Earlier this year, a relatively obscure chatbot garnered significant global attention.

DeepSeek, a Chinese artificial intelligence (AI) startup, achieved international prominence, rapidly ascending app download rankings and impacting US tech stock valuations. This surge was primarily attributed to the release of its latest model, which the company asserted possessed capabilities comparable to technology developed by OpenAI, creators of ChatGPT, while offering substantial cost efficiencies.

Concurrently, amidst this public visibility, political concerns emerged. Mirroring previous scrutiny of Chinese technology platforms such as TikTok and Huawei, Western governments expressed apprehension regarding potential data harvesting for intelligence purposes via the DeepSeek platform.

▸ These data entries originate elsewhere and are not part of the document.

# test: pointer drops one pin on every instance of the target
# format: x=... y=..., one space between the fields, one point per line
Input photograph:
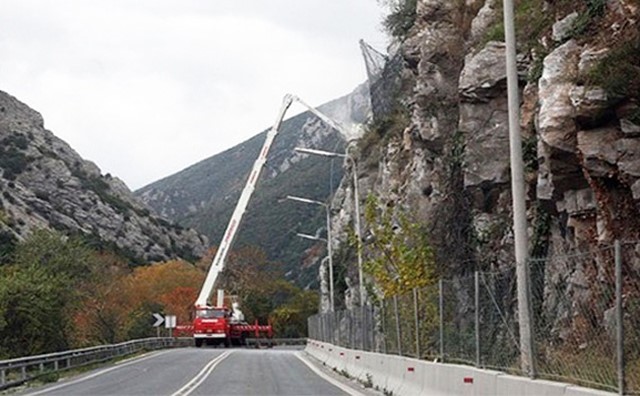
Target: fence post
x=384 y=328
x=619 y=320
x=363 y=326
x=397 y=314
x=477 y=315
x=417 y=321
x=441 y=314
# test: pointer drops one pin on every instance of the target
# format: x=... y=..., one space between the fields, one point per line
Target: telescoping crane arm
x=232 y=228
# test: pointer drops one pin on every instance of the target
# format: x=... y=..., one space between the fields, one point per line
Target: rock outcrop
x=450 y=167
x=46 y=184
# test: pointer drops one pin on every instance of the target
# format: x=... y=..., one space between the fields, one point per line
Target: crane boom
x=232 y=228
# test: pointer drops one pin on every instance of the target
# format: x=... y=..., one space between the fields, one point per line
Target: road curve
x=203 y=371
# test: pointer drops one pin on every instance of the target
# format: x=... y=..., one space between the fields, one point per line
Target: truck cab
x=211 y=326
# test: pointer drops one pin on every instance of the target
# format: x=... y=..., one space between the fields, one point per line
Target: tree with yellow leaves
x=399 y=256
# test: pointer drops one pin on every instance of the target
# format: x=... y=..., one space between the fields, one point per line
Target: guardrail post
x=384 y=328
x=397 y=314
x=441 y=314
x=619 y=320
x=477 y=315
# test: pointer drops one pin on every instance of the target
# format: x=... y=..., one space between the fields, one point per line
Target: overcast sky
x=145 y=88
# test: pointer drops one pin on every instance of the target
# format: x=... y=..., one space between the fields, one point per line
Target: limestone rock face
x=46 y=184
x=449 y=167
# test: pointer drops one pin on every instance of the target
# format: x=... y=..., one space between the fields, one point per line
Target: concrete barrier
x=407 y=376
x=512 y=385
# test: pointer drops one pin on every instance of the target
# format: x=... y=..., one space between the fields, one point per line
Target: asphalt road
x=204 y=371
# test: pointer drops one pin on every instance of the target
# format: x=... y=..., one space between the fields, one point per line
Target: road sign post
x=170 y=323
x=159 y=320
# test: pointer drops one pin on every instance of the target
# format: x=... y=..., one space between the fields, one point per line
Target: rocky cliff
x=441 y=152
x=46 y=184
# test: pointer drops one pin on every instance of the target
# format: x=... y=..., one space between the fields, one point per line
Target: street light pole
x=356 y=200
x=525 y=318
x=329 y=248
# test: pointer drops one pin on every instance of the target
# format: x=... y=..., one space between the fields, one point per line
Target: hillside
x=204 y=195
x=45 y=184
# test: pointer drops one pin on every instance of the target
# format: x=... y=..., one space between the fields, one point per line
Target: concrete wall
x=407 y=376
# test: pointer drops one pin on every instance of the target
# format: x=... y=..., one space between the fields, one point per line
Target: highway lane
x=203 y=371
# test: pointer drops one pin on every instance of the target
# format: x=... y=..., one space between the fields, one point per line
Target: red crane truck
x=221 y=324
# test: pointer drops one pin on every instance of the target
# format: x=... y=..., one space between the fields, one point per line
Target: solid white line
x=201 y=376
x=327 y=378
x=96 y=374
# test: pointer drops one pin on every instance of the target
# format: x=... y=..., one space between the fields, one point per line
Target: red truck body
x=217 y=326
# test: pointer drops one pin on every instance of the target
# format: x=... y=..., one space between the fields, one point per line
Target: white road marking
x=201 y=376
x=96 y=374
x=327 y=378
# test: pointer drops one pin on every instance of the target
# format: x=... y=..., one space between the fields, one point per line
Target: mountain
x=204 y=195
x=44 y=183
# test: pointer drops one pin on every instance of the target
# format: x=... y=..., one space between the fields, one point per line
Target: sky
x=146 y=88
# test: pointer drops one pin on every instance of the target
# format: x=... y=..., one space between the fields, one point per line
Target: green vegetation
x=399 y=257
x=401 y=18
x=12 y=159
x=36 y=291
x=594 y=10
x=619 y=72
x=379 y=132
x=56 y=293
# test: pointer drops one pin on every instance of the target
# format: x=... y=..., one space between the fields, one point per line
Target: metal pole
x=619 y=320
x=477 y=314
x=330 y=253
x=527 y=362
x=417 y=321
x=356 y=200
x=397 y=314
x=441 y=312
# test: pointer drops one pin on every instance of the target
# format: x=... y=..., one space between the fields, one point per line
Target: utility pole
x=527 y=362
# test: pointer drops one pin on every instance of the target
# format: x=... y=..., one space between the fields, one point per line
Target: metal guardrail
x=17 y=371
x=275 y=341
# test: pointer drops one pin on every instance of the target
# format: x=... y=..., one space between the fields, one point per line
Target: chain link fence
x=585 y=313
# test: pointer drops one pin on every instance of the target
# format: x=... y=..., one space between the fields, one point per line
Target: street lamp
x=329 y=250
x=356 y=200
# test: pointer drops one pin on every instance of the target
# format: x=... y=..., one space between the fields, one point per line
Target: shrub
x=401 y=19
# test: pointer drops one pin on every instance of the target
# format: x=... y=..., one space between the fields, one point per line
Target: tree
x=399 y=255
x=33 y=315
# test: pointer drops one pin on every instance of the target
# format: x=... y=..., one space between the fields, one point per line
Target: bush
x=619 y=72
x=401 y=19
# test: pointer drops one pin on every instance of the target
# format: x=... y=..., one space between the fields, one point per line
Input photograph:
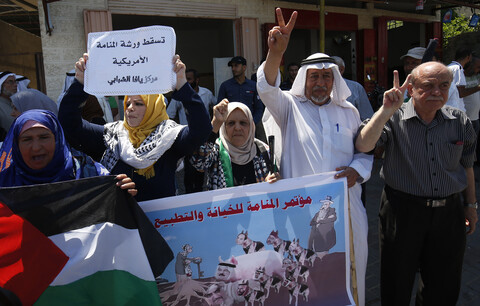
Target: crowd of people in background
x=321 y=122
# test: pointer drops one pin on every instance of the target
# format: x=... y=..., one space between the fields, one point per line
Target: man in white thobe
x=317 y=127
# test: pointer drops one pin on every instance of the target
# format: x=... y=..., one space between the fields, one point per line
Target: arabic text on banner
x=131 y=62
x=275 y=244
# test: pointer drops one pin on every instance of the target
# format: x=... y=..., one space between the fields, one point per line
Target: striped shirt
x=427 y=160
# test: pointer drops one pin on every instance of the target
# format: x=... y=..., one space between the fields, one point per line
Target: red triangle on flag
x=29 y=260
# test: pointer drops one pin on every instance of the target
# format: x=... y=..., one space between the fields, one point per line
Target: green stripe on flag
x=103 y=288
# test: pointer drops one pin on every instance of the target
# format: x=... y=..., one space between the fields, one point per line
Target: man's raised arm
x=278 y=38
x=392 y=100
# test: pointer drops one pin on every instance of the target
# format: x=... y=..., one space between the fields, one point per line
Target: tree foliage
x=458 y=26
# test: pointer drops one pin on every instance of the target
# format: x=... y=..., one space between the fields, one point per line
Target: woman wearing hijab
x=146 y=145
x=35 y=152
x=236 y=157
x=31 y=99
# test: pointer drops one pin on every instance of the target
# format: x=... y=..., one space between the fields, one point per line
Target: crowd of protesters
x=321 y=122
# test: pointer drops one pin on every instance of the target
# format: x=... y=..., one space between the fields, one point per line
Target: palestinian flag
x=78 y=242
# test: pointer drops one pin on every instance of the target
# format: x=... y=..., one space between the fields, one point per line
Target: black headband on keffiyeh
x=316 y=60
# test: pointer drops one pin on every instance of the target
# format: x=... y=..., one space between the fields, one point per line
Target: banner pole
x=353 y=270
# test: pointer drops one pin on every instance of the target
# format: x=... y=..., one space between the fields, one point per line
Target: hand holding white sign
x=129 y=62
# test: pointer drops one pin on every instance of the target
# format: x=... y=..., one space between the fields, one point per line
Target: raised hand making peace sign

This concern was particularly pronounced in Australia, where Federal Science Minister Ed Husic articulated outstanding questions about data and privacy management. Consequently, the platform was prohibited on all federal government systems and devices. This decision by political authorities underscores the imperative for rigorous ethical considerations in light of the rapid advancements in AI technology. This is particularly pertinent for business executives, who, while under pressure to adopt AI technologies, must concurrently navigate ethical obligations and mitigate potential risks.

What is AI ethics?

AI ethics is a set of principles and values that guide the development, deployment and use of artificial intelligence (AI) systems to ensure they are aligned with human values and do not cause harm. It's about making sure AI technologies are fair, transparent, accountable and respect human rights.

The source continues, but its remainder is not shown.